On Nov. 5, Danish toymaker Lego announced that it won a major case against Chinese imitators. A Chinese court ruled that the knockoff companies would have to stop producing the counterfeit toys and pay Lego 4.5 million yuan (about $643,000) in damages.
A month earlier, British luxury brand Alfred Dunhill announced it won its court battle against Chinese menswear brand Danhouli for infringing on its iconic logo, which features elongated lettering. Alfred Dunhill was awarded 10 million yuan ($1.45 million) by the Foshan Intermediate People’s Court, an unusually large sum compared to past Chinese court litigation.
As with much of what happens in China, court rulings have political ramifications.
But the Chinese regime likely has an ulterior motive for its sudden embrace of intellectual property rights: amid increasing scrutiny of China’s IP theft practices, it wants to create an international perception of China as a country that is cracking down on IP infringement.
This is evident in Chinese leader Xi Jinping’s most recent public comments made in the lead-up to his upcoming trade negotiations with U.S. President Donald Trump at the G-20 summit. China’s IP theft is the chief reason the U.S. administration has cited for enacting punitive tariffs on Chinese imports worth $250 billion.
While visiting Spain to secure trade deals on Nov. 28, Xi Jinping said, “We will make efforts to streamline access to markets in the areas of investment and protect intellectual property.”
Earlier in November, Xi also talked up the need to enforce punitive laws for IP infringement, during a speech at the Shanghai import expo, an event that itself was seen as a propaganda stunt to quell growing international concern over China’s predatory trade practices.
Can Foreign Companies Win?
Many legal experts on Chinese IP who have crunched the numbers on Chinese court cases say the win rate for foreign plaintiffs is actually quite high for trademark, copyright, and patent infringement lawsuits. But the data is actually incomplete, owing to the opacity of the Chinese court system.
China did not provide public information on litigation until 2014, when the Chinese court system unveiled a public online docket to search pending cases. Little is known about how Chinese courts ruled in IP-related cases prior to 2014.
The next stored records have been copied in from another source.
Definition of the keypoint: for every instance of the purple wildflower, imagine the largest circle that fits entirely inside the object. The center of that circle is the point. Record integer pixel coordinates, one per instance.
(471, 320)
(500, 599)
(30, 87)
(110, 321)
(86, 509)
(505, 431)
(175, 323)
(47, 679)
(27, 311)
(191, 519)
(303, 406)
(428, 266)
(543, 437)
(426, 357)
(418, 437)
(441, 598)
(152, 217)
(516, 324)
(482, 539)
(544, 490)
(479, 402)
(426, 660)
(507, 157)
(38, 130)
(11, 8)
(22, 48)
Law firm Rouse told The Wall Street Journal in a July 2016 article that the high win rate is likely due to the fact that foreign firms only sue in China if they are confident they can win.
In an annual assessment of global IP practices released this February, the U.S. Chamber of Commerce pointed to continued widespread trademark infringement and barriers in China’s legal system that make it difficult for foreign companies to protect their designs.
“The system tends to favor local entities at the expense of multinational rights holders,” the report said. “Incidences of bad faith trademark filing appear to be worsening and a backlog still exists of decades of abusive filings,” despite some recent lawsuit wins for foreign multinationals, according to the report.